The new law restricts the ability of employers to use public funds to hire or pay attorneys, consultants, or other contractors that encourage or discourage union organization, or participation in union drives, or to hire or pay the salary of employees whose principal job duties are to encourage or discourage union organization or participation in drives.

Employers that receive state funds can be required to prove that they did not spend any of the funds inappropriately, and must submit those records to any state entity and the state attorney general if asked to do so.

“The central issue here is whether New York State can use its spending power to compel employers to remain neutral during a union organization campaign,” the brief said. “[We] submit that it cannot.”

The law prohibits the use of state funds for certain activities of employers but “ironically” allows employees paid by state funds to participate in a union organizing campaign, the brief continued.

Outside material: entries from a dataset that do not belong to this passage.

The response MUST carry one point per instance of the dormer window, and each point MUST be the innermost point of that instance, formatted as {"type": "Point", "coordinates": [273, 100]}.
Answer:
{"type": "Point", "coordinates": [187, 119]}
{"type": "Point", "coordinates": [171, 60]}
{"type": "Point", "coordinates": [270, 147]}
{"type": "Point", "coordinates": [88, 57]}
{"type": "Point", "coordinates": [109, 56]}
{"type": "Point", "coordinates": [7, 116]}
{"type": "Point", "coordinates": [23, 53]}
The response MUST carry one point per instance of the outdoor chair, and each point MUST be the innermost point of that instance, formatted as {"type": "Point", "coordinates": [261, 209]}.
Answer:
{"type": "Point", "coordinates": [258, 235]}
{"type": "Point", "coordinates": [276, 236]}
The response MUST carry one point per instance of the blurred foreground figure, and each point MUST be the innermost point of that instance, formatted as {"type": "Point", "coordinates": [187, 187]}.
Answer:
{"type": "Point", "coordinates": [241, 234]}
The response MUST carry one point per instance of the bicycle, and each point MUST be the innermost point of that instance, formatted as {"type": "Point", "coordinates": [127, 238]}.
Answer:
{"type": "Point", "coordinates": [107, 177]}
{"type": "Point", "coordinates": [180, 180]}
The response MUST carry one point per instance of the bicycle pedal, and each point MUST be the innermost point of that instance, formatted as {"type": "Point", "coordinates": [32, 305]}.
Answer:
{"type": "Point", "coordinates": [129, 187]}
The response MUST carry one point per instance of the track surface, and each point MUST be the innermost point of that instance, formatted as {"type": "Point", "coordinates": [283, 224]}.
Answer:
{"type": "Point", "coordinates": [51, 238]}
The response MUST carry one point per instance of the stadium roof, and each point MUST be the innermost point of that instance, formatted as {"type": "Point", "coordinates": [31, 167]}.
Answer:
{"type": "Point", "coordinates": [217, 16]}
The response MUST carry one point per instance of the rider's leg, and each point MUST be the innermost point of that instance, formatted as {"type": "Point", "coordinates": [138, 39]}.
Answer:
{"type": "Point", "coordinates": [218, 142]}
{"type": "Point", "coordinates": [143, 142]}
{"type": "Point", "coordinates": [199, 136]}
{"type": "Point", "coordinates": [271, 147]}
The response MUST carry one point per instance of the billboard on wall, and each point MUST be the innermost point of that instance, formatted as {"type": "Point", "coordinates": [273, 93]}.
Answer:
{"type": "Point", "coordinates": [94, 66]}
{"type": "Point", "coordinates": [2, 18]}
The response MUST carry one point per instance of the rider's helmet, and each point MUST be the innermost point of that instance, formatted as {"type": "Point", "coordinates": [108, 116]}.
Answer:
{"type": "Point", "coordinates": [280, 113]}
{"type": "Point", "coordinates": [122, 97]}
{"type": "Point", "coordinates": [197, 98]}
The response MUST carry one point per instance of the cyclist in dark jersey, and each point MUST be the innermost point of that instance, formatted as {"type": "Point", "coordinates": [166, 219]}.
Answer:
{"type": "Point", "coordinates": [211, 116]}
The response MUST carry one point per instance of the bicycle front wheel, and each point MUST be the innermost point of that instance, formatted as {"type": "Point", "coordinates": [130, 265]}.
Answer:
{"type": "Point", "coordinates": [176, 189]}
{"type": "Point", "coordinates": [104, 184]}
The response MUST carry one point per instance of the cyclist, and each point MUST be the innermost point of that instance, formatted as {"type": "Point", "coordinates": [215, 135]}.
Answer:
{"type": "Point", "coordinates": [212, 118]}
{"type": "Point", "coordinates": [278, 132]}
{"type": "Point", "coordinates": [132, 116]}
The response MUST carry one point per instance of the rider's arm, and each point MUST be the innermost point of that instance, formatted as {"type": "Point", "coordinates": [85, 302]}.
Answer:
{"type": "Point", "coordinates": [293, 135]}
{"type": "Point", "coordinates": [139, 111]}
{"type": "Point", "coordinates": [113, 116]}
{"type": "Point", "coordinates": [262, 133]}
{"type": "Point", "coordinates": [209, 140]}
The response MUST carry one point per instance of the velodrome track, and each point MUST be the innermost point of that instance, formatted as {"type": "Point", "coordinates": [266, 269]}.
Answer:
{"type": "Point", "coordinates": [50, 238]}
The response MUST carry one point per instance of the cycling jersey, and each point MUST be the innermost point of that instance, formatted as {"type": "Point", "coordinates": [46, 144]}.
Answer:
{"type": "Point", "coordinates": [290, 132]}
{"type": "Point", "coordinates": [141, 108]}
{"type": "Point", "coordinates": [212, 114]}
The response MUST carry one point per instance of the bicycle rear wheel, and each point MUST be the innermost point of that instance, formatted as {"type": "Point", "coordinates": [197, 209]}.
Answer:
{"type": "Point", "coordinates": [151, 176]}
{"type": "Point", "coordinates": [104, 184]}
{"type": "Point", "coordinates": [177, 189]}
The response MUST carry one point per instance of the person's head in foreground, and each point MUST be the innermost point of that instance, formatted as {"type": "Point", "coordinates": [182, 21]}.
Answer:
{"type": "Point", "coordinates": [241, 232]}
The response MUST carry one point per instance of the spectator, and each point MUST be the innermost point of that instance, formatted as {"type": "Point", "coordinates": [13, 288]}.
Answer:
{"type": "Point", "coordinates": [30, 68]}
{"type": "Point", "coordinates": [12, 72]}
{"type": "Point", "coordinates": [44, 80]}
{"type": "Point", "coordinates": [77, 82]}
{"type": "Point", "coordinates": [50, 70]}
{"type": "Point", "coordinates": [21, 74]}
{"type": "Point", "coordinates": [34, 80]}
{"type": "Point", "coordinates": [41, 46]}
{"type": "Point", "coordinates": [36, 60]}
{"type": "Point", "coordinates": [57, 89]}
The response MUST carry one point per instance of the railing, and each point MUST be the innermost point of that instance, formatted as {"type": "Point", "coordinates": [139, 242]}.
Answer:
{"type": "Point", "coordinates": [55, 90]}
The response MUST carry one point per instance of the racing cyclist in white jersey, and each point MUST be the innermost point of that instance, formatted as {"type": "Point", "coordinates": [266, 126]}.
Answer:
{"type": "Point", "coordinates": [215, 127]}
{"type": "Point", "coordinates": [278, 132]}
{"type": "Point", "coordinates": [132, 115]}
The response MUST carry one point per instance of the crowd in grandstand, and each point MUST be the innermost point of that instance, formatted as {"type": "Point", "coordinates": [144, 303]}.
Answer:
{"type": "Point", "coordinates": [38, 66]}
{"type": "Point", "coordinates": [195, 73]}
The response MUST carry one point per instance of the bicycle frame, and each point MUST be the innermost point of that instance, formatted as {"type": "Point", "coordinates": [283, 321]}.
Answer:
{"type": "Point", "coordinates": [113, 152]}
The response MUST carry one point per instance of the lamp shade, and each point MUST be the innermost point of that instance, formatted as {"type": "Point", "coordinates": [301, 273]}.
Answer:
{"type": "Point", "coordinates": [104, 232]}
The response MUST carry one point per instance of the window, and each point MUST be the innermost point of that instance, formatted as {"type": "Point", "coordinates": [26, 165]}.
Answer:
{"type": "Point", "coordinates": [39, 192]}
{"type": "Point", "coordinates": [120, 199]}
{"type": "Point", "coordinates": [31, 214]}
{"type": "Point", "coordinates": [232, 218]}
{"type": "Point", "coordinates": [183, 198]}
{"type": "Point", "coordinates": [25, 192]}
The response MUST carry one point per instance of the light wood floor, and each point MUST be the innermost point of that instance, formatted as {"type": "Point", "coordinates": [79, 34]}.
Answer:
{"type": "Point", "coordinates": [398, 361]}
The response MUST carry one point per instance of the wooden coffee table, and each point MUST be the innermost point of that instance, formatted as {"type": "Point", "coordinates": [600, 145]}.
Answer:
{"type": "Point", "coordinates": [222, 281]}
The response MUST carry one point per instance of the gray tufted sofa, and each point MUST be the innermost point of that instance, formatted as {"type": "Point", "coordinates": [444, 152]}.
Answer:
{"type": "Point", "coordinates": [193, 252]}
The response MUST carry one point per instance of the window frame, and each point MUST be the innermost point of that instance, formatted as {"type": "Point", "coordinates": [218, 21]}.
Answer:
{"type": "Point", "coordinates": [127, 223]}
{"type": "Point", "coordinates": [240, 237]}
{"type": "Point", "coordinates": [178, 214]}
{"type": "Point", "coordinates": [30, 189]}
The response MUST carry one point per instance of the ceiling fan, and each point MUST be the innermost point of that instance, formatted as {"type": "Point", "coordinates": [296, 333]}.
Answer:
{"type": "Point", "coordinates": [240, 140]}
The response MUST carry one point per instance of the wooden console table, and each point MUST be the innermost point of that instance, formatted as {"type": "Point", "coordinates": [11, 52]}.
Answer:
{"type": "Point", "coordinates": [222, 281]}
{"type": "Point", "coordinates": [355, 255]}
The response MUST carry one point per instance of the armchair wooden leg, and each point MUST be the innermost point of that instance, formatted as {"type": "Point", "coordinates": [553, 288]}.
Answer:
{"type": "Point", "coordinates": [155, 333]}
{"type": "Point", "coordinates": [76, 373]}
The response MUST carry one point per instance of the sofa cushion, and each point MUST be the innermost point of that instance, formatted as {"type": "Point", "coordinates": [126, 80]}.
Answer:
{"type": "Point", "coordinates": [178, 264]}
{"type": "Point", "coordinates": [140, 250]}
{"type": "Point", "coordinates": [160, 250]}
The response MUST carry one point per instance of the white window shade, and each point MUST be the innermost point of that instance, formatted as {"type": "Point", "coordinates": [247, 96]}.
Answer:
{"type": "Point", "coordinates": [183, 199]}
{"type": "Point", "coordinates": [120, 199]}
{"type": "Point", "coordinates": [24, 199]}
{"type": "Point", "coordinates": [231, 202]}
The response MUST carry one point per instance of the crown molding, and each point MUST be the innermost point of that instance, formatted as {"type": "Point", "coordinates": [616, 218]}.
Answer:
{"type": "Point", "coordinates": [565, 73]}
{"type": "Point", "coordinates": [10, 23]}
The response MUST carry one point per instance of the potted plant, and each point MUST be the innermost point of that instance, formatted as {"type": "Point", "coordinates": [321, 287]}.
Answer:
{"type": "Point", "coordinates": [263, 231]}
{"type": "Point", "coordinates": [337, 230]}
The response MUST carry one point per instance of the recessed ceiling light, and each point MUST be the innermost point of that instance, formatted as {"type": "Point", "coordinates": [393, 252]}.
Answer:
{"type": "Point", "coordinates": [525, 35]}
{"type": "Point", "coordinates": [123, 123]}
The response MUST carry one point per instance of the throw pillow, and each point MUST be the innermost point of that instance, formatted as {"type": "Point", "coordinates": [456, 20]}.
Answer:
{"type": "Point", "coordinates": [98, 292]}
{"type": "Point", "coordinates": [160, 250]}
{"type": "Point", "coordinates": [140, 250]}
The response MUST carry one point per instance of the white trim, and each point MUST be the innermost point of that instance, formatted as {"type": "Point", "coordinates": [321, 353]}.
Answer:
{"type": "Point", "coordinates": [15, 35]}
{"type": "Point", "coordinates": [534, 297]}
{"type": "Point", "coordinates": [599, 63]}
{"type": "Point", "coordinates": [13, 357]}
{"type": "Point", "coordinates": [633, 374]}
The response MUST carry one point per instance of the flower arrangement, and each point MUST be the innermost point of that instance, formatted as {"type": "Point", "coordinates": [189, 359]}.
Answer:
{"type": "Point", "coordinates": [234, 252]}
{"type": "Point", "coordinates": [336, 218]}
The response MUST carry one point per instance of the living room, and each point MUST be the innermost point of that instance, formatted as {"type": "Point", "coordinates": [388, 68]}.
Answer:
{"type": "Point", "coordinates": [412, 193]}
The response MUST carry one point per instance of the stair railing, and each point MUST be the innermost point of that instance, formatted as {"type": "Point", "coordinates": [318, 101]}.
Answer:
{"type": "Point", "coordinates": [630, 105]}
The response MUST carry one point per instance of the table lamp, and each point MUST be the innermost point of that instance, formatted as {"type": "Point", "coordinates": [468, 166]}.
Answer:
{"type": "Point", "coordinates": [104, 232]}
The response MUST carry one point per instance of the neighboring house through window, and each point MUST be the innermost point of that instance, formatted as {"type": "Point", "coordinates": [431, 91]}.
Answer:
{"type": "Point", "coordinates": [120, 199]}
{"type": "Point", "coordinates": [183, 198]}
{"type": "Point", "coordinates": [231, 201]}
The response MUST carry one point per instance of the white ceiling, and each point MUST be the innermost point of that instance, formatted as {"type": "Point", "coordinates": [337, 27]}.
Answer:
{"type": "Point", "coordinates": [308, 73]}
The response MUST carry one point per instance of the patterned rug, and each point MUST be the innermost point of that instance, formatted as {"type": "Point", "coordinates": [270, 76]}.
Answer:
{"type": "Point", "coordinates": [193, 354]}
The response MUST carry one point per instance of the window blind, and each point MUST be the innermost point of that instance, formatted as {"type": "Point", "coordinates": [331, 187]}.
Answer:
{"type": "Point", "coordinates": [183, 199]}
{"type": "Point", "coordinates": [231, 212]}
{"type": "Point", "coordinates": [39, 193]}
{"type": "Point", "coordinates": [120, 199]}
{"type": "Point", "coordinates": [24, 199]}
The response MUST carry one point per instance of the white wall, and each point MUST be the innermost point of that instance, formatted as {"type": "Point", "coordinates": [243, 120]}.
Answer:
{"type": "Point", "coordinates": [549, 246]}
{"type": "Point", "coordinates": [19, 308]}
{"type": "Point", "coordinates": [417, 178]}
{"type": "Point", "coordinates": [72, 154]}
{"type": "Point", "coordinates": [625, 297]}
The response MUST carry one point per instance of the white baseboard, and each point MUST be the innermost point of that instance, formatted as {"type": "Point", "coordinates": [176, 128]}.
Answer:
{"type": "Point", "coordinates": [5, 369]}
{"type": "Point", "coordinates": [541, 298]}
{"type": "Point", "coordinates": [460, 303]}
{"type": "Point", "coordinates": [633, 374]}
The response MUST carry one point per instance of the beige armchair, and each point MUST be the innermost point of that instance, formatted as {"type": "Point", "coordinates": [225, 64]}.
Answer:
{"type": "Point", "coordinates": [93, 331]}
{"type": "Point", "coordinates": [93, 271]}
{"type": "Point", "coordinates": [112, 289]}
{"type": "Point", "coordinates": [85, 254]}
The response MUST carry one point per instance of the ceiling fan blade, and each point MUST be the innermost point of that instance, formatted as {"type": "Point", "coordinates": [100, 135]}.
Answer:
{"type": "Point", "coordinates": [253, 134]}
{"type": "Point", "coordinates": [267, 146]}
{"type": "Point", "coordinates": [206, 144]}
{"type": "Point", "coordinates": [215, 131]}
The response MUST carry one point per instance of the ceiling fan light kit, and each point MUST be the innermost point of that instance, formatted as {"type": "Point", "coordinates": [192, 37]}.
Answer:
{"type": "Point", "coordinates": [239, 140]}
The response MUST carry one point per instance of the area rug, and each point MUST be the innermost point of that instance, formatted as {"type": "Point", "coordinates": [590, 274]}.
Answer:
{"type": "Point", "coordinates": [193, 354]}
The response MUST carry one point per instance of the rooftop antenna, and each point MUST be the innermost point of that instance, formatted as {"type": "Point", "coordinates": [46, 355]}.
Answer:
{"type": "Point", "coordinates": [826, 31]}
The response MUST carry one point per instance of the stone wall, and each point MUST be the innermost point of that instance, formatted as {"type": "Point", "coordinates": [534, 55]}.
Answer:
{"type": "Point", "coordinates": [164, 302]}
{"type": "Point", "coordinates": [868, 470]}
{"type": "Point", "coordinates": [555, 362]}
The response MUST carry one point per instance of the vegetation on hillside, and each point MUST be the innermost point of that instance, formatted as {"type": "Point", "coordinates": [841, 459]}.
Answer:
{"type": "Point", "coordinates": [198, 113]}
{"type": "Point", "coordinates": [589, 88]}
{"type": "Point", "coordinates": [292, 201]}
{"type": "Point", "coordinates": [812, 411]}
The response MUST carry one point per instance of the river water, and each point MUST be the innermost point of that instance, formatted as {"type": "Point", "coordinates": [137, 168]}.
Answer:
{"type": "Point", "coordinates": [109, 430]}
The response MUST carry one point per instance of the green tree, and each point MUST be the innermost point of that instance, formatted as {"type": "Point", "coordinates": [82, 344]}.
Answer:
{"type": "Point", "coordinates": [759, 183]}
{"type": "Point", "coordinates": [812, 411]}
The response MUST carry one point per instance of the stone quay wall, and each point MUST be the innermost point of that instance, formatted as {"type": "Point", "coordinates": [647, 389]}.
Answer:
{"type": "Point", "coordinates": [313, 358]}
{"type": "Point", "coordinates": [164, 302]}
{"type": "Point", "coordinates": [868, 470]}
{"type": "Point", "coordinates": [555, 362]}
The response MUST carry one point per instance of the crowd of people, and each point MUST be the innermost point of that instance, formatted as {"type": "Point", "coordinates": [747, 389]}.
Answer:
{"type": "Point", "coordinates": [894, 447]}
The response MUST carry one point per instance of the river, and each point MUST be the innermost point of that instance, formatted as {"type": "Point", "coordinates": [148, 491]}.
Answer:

Most importantly, the state’s new labor law directly contradicts the national standard set by the NLRA, which should preempt the state law, the brief argues.

The only case in which a state is not subject to preemption by NLRA is when the proposed law addresses a “deeply rooted” local concern, the brief said, citing several precedents.

But the new law’s “sole purpose is to prohibit the use of state funds so that employers can lawfully communicate with its employees during an organizational campaign,” the brief said.

“It does not address a deeply rooted local concern and is therefore not saved from preemption.”